Os pneus haviam sido escolhidos para distribuir a massa e evitar o acúmulo de neve em sulcos, mas os testes realizados em dunas frias não reproduziram as condições reais da Antártida. A equipe adicionou os dois pneus sobressalentes às rodas dianteiras e instalou correntes nas traseiras, sem resolver completamente o problema. Em uma tentativa, foram necessárias cerca de 15 horas para percorrer apenas 1,5 quilômetro.

O que os números do Snow Cruiser revelam sobre a ambição?

A diferença entre o desempenho planejado e o resultado no gelo mostra por que o projeto se tornou um dos fracassos mais conhecidos da exploração polar. No papel, ele combinava grande autonomia, velocidade razoável em terreno firme e capacidade para atravessar obstáculos que interromperiam veículos convencionais. Na neve profunda, quase todas essas vantagens desapareceram.

O plano O que ocorreu
17 metros
Base móvel completa
37 toneladas
Peso excessivo na neve
8 mil km
Autonomia projetada
1,5 km
Em uma tentativa de 15 horas
Pneus de 3 m
Menor pressão no solo
Quase 1 m
Afundamento na neve
Até 48 km/h
Em superfície firme
Passo lento
No terreno antártico

O sistema diesel-elétrico era avançado para a época e eliminava longos eixos mecânicos atravessando a carroceria. Dois motores a diesel alimentavam geradores, enquanto cada roda possuía seu próprio motor elétrico. O problema não estava apenas na potência: o conjunto havia sido dimensionado com base em previsões incorretas sobre a resistência e a consistência da neve.

Ele foi abandonado logo depois de parar?

Apesar de ter falhado como veículo de longa distância, a máquina não foi descartada imediatamente. A equipe conseguiu levá-la até a base Little America III e transformou sua carroceria em alojamento fixo. O isolamento interno funcionava razoavelmente bem, e o enorme veículo continuou servindo como abrigo e espaço de trabalho durante parte da expedição.

Com a Segunda Guerra Mundial alterando as prioridades dos Estados Unidos, a missão foi encerrada e a estrutura acabou deixada na Antártida em dezembro de 1940. Registros fotográficos mostram o veículo cercado por neve pouco antes do abandono.

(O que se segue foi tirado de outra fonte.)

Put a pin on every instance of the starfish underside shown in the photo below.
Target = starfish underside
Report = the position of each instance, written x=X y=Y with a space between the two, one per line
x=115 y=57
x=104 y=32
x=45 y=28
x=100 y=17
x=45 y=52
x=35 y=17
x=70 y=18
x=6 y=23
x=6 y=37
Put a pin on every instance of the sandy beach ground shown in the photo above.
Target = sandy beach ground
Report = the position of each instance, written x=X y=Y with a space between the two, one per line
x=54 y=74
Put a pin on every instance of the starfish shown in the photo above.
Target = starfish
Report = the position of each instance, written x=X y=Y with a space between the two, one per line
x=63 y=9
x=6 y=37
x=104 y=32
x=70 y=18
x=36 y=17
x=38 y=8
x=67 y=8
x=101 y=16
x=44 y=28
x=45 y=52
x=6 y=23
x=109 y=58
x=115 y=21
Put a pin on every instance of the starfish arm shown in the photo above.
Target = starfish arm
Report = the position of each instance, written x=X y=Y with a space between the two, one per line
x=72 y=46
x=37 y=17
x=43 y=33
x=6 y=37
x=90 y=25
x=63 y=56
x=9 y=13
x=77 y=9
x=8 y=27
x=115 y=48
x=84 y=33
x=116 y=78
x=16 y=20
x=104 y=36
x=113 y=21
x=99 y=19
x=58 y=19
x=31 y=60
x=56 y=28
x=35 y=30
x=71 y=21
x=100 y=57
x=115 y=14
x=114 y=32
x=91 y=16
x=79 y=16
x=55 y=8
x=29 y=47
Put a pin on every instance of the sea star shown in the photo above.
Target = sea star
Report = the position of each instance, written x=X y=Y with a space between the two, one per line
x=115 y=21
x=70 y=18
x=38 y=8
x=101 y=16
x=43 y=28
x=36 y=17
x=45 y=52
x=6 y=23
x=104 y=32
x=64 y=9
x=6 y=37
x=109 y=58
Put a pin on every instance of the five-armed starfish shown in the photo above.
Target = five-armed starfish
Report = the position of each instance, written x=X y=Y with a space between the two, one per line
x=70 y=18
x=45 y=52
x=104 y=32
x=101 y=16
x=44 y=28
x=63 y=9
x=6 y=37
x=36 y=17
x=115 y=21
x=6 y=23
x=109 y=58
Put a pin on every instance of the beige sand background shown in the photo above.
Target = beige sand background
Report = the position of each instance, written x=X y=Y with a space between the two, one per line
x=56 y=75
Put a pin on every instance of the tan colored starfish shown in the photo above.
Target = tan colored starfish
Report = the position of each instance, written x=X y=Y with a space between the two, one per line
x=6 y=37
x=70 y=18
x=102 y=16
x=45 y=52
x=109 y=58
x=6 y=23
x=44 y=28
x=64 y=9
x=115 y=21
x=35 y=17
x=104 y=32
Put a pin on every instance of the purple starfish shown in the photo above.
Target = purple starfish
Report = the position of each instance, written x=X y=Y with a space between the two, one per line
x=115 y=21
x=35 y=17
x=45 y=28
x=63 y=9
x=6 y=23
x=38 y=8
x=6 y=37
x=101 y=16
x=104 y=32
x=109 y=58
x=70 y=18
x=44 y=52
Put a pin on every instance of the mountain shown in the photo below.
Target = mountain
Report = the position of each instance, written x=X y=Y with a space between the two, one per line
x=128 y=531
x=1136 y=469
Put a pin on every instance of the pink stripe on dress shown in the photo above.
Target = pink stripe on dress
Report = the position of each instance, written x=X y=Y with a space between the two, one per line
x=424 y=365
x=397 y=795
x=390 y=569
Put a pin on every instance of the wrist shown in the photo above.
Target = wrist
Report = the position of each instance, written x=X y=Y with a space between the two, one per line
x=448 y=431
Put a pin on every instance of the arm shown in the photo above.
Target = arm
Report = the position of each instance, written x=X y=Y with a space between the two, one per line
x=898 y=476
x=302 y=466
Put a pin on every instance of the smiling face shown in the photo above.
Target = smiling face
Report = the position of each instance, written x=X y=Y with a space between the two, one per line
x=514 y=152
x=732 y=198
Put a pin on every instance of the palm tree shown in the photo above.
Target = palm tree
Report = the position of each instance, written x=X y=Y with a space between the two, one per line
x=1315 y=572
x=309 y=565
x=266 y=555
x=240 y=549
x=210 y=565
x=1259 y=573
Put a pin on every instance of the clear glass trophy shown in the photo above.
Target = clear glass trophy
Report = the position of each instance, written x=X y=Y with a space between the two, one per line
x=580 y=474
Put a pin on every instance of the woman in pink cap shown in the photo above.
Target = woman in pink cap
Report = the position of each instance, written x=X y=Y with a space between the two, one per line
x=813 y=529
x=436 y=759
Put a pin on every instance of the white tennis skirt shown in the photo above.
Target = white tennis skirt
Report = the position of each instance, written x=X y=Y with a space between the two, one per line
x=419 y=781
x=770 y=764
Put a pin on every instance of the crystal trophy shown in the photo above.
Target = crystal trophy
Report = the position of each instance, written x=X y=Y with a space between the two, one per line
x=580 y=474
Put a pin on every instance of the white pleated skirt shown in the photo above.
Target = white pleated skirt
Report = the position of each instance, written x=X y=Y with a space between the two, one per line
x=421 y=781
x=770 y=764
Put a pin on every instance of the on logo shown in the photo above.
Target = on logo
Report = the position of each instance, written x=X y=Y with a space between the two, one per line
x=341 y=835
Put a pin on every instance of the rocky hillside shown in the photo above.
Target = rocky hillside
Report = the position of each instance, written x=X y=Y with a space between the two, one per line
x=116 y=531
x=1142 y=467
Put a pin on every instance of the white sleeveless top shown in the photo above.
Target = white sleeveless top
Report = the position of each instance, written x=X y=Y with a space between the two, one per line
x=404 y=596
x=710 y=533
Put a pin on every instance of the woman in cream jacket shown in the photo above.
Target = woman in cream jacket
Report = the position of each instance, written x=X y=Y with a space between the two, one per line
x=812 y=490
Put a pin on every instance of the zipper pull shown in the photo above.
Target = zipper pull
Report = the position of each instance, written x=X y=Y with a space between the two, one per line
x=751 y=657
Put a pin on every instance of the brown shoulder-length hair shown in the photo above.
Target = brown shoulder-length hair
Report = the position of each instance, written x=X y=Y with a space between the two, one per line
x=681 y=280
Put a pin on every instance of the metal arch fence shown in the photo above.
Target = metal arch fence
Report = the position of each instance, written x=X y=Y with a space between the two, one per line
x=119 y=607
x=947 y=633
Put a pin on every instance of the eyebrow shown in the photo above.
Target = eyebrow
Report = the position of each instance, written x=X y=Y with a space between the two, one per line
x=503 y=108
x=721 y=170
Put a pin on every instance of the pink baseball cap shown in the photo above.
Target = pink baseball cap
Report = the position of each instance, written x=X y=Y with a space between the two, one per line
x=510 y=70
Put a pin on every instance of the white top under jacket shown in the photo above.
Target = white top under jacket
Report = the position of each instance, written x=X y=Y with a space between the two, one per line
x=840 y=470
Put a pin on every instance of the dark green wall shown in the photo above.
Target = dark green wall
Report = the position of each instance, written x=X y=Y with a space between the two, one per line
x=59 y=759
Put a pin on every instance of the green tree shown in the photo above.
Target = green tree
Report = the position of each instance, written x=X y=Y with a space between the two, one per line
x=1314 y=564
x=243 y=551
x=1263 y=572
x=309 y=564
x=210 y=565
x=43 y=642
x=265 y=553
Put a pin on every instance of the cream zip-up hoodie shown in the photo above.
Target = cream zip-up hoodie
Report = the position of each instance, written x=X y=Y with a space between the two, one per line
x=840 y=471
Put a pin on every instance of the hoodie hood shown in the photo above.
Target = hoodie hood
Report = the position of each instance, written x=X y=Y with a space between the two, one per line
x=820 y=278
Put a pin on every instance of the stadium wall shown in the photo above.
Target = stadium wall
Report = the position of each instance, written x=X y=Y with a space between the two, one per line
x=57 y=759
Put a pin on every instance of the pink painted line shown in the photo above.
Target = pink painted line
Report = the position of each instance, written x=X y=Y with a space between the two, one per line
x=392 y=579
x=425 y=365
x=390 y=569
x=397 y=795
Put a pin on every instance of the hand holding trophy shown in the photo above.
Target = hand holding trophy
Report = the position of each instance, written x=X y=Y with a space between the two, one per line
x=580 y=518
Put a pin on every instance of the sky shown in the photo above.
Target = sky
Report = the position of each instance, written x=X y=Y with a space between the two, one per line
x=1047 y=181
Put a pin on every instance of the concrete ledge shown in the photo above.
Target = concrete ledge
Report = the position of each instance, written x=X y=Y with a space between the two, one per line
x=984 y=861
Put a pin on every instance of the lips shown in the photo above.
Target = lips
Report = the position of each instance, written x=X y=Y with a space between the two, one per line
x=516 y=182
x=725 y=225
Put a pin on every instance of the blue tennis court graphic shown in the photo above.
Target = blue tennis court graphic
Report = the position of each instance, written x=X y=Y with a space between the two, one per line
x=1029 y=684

Ele ainda foi localizado por expedições posteriores, incluindo uma redescoberta em 1958 sob aproximadamente 4,3 metros de gelo e neve.

Pneus monumentais enfrentaram problemas de tração logo nos primeiros testes
Pneus monumentais enfrentaram problemas de tração logo nos primeiros testes

Onde o Snow Cruiser pode estar escondido hoje?

Depois de 1958, nenhuma equipe conseguiu localizar novamente o veículo com segurança. Como a base Little America III estava sobre a plataforma de gelo Ross, uma região que se movimenta lentamente em direção ao mar, pesquisadores consideram provável que o bloco onde a máquina permanecia tenha se desprendido durante as décadas seguintes.

Ele pode continuar profundamente enterrado sob o gelo ou ter afundado no Oceano Austral depois que a plataforma se rompeu. O destino permanece desconhecido, encerrando a história com uma ironia: uma máquina projetada para revelar áreas nunca exploradas da Antártida acabou se tornando um dos objetos perdidos mais misteriosos do próprio continente.